#!/usr/bin/env python
# coding: utf-8

# # Recipes for processing Twitter data with jq
# This notebook is a companion to [Getting Started Working with Twitter Data Using jq](http://nbviewer.jupyter.org/github/gwu-libraries/notebooks/blob/master/20160407-twitter-analysis-with-jq/Working-with-twitter-using-jq.ipynb). It focuses on recipes that the [Social Feed Manager](http://gwu-libraries.github.io/sfm-ui/) team has used when preparing datasets of tweets for researchers.
# 
# We will continue to add additional recipes to this notebook. If you have any suggestions, please [contact us](http://gwu-libraries.github.io/sfm-ui/contact).
# 
# This notebook requires at least [jq](https://stedolan.github.io/jq/) 1.5. Note that only earlier versions may be available from your package manager; manual installation may be necessary.
# 
# These recipes can be used with any data source that outputs tweets as line-oriented JSON. Within the context of SFM, this is usually the output of [twitter_rest_warc_iter.py or twitter_stream_warc_iter.py](http://sfm.readthedocs.io/en/latest/processing.html#warc-iterators) within a [processing container](http://sfm.readthedocs.io/en/latest/processing.html#processing-in-container). Alternatively, [Twarc](https://github.com/DocNow/twarc) is a commandline tool for retrieving data from the Twitter API that outputs tweets as line-oriented JSON.
# 
# For the purposes of this notebook, we will use a line-oriented JSON file that was created using Twarc. It contains the user timeline of @SocialFeedMgr. The command used to produce this file was `twarc.py --timeline socialfeedmgr > tweets.json`.
# 
# For an explanation of the fields in a tweet see the [Tweet Field Guide](https://dev.twitter.com/overview/api/tweets).
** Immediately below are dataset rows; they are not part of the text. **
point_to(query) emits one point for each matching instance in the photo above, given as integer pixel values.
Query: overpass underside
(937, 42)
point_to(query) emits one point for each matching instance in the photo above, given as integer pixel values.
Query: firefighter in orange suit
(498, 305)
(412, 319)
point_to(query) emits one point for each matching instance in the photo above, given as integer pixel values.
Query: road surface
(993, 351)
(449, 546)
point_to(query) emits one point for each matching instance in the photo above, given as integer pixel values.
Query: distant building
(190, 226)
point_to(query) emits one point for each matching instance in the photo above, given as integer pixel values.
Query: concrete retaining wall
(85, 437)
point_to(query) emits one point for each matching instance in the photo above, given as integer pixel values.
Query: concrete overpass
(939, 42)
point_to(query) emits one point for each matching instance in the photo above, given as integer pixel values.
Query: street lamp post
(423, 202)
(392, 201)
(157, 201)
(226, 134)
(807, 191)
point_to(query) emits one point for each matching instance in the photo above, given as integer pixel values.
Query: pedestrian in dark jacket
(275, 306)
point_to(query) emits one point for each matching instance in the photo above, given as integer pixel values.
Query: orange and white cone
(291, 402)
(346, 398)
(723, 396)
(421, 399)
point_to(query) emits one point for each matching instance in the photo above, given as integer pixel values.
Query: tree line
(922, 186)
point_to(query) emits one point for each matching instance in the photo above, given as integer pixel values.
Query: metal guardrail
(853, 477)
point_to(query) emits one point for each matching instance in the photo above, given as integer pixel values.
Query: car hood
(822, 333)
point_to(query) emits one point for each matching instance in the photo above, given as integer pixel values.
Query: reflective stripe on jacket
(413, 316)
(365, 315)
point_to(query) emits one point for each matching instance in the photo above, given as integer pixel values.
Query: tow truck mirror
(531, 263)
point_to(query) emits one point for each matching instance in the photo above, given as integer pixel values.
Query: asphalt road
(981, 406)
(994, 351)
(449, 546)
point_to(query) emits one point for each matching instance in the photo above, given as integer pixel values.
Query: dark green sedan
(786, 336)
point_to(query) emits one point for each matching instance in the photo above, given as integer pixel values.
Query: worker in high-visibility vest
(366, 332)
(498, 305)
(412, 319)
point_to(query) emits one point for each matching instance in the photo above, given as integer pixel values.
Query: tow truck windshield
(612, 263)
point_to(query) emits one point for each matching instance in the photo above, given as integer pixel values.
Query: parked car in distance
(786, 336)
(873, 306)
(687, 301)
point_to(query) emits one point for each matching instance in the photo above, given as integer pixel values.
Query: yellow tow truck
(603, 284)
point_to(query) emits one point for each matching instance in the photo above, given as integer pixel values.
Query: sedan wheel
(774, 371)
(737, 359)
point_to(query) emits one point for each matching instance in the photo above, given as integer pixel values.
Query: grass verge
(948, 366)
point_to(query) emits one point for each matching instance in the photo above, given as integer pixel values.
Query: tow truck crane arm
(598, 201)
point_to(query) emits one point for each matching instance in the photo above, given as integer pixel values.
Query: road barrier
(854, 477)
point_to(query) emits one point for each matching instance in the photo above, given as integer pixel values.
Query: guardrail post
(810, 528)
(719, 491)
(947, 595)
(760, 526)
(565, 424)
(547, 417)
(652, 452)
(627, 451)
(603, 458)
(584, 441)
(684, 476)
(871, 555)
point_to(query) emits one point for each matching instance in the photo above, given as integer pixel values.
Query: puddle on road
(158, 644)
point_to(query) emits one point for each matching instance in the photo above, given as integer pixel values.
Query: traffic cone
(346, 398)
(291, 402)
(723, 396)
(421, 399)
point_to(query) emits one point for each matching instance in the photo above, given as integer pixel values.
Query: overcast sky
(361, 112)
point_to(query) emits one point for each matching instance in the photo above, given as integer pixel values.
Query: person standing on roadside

For other helpful tweet processing utilities, see [twarc utils](https://github.com/DocNow/twarc/tree/master/utils).
# 
# For the sake of brevity, some of the examples may only output a subset of the tweets fields and/or a subset of the tweets contained in `tweets.json`. The following example outputs the tweet id and text of all of the first 5 tweets.
# 

# In[1]:


get_ipython().system("head -n5 tweets.json | jq -c '[.id_str, .text]'")


# ## Dates
# For both filtering and output, it is often necessary to parse and/or normalize the `created_at` date. The following shows the original `created_at` date and the date as an ISO 8601 date.

# In[2]:


get_ipython().system('head -n5 tweets.json | jq -c \'[.created_at, .created_at | strptime("%A %B %d %T %z %Y") | todate]\'')


# ## Filtering

# ### Filtering text
# #### Case sensitive

# In[3]:


get_ipython().system('cat tweets.json | jq -c \'select(.text | contains("blog")) | [.id_str, .text]\'')


# In[4]:


get_ipython().system('cat tweets.json | jq -c \'select(.text | contains("BLOG")) | [.id_str, .text]\'')


# #### Case insensitive
# To ignore case, use a [regular expression filter](https://stedolan.github.io/jq/manual/#RegularexpressionsPCRE) with the case-insensitive flag.

# In[5]:


get_ipython().system('cat tweets.json | jq -c \'select(.text | test("BLog"; "i")) | [.id_str, .text]\'')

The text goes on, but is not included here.